Giulio Cesare tramanda alla storia il nome di uno dei suoi centurioni, Publio Sestio Baculo, raccontando l’eroismo di un subalterno quando tra i latini veniva in genere celebrato solo il comandante dell’esercito. E’ un momento difficile nella battaglia contro i Nervi. Baculo è ferito al punto di non poter più reggersi in piedi; in una situazione critica, in cui tutte le difese sembrano crollare, egli afferra lo scudo di un soldato, riprende il combattimento, esorta i compagni e ne rinvigorisce l’animo, fino a respingere l’attacco nemico. Non diversamente agisce in una successiva occasione, quando trascina con il suo esempio i compagni e solo a fatica viene salvato, gravemente ferito. In ambedue i passi, si sente nella prosa imparziale di Cesare la stima per il valore di questo soldato. Il suo eroismo a tanti secoli di distanza è noto solo ai conoscitori del De bello gallico.
Diversa la sorte di altri due centurioni, quelli ricordati nei Vangeli; i loro nomi non sono noti, non hanno compiuto imprese gloriose, ma hanno avuto il dono di conoscere Gesù.
Il primo è quello che gli chiede di guarire un suo servo ammalato. Siamo a Cafarnao, dove il Signore aveva chiamato i primi discepoli. Egli vi ritorna dopo il discorso della montagna. La città brulica di gente affaccendata per la pesca, per il commercio, per le mille faccende che animano la vita sociale. C’è anche una guarnigione romana, che presidia una terra sperduta ai margini dell’Impero, con il compito di mantenere l’ordine tra gente litigiosa. Il centurione che la comanda sa delle guarigioni che Gesù opera nei dintorni, suscitando sorpresa e sconcerto tra i giudei. Così chiede il suo intervento per un servo malato che gli è molto caro e trova sostenitori addirittura tra gli anziani, che intercedono per lui presso Gesù: “Egli merita che tu gli faccia questa grazia, perché ama il nostro popolo, ed è stato lui a costruirci la sinagoga”.

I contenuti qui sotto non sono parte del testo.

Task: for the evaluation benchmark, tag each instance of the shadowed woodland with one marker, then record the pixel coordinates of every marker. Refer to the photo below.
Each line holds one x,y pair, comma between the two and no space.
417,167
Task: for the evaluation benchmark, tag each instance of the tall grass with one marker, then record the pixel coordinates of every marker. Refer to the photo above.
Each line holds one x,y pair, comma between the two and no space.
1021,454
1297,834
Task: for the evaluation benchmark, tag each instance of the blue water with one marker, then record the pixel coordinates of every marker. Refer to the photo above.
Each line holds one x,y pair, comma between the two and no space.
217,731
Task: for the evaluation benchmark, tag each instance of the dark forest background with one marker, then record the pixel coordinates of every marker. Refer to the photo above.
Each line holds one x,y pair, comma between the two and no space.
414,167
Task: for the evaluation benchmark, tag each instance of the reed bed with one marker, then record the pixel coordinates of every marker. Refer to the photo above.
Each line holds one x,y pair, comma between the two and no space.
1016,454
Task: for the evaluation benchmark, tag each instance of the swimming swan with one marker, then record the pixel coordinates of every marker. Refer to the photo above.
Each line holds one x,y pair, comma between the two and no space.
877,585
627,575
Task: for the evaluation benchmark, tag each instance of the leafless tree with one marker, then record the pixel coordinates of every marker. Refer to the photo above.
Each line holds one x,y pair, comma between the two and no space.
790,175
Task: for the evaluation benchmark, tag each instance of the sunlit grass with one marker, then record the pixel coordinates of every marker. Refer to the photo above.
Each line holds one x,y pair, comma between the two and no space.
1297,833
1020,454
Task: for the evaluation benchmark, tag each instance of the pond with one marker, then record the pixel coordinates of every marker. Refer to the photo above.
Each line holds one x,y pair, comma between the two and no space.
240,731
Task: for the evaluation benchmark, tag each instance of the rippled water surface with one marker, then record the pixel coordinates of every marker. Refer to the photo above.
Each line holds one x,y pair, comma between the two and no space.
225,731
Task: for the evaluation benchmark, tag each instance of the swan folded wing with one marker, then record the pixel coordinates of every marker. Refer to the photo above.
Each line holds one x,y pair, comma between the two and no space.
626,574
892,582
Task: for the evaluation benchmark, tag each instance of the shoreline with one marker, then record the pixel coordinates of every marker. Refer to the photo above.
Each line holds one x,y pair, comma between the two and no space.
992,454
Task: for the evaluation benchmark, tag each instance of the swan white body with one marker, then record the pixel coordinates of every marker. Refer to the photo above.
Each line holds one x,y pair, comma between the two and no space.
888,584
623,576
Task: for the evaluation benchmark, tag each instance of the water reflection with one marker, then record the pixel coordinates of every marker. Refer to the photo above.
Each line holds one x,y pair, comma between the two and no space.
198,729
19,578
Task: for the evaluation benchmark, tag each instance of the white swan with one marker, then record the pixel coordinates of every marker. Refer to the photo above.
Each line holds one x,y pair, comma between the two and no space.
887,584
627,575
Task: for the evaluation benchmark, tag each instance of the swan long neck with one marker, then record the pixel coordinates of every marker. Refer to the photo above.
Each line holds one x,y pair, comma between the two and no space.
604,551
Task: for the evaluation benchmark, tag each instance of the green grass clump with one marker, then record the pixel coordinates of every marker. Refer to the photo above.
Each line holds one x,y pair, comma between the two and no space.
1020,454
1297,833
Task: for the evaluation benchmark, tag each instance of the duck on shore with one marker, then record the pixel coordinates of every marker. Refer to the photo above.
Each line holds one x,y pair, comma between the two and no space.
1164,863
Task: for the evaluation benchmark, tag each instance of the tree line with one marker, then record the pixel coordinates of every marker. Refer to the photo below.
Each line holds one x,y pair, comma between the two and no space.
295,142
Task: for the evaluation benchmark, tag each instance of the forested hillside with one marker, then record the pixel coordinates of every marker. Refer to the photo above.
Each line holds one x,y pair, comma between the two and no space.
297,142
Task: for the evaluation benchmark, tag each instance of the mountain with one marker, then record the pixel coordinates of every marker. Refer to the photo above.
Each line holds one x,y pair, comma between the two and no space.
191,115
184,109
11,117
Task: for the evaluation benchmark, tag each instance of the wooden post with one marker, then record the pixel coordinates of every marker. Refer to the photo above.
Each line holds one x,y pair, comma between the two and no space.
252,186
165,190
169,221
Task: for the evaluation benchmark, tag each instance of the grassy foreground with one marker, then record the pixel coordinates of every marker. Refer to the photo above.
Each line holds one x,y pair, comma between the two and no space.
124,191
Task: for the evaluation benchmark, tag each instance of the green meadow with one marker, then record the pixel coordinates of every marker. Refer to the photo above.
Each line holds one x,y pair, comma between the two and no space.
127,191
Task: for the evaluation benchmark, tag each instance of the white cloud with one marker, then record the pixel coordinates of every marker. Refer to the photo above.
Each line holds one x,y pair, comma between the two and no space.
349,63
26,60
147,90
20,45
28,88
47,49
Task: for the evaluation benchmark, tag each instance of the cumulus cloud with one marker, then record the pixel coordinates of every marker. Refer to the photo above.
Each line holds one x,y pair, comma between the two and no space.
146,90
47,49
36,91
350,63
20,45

Il Signore acconsente e si incammina verso il presidio romano. Conoscendo gli usi del popolo ebraico,  il centurione  gli chiede di non entrare a casa sua, ma di intervenire anche con una sola parola, perché “anch’io sono un uomo sottoposto a un’autorità, e ho sotto di me dei soldati; e dico all’uno: Va’ ed egli va, a un altro: Vieni, ed egli viene, e al mio servo: Fa’ questo ed egli lo fa”.
Nelle sue parole c’è la lealtà di riconoscere la condizione sua e di tutti: l’uomo non è padrone di se stesso, neppure quando ricchezza e forza gliene danno l’illusione. C’è la fierezza di un esercizio giusto dell’autorità in nome della disciplina militare. C’è infine la fiducia riposta in un uomo, Gesù, che compie il bene in modo inaudito. Per questo egli ha l’ardire di chiedere la guarigione del proprio servo, la ottiene e merita la cosa più impensabile: l’ammirazione del Signore, che si rivolge alla folla che lo segue e afferma di non aver trovato neanche in Israele una fede così grande.
Il secondo centurione è quello che comanda i soldati romani che hanno crocifisso Gesù e hanno assistito alla sua morte. L’evangelista Marco scrive le parole che egli ha pronunciato  a quella vista, nello sconvolgimento degli elementi:  “Veramente quest’uomo era Figlio di Dio”. La lealtà di un uomo, estraneo e nemico di Israele, testimone di quanto era appena avvenuto sul Golgota,  permette a papa Benedetto di affermare che “sotto la croce prende inizio la Chiesa dei pagani”.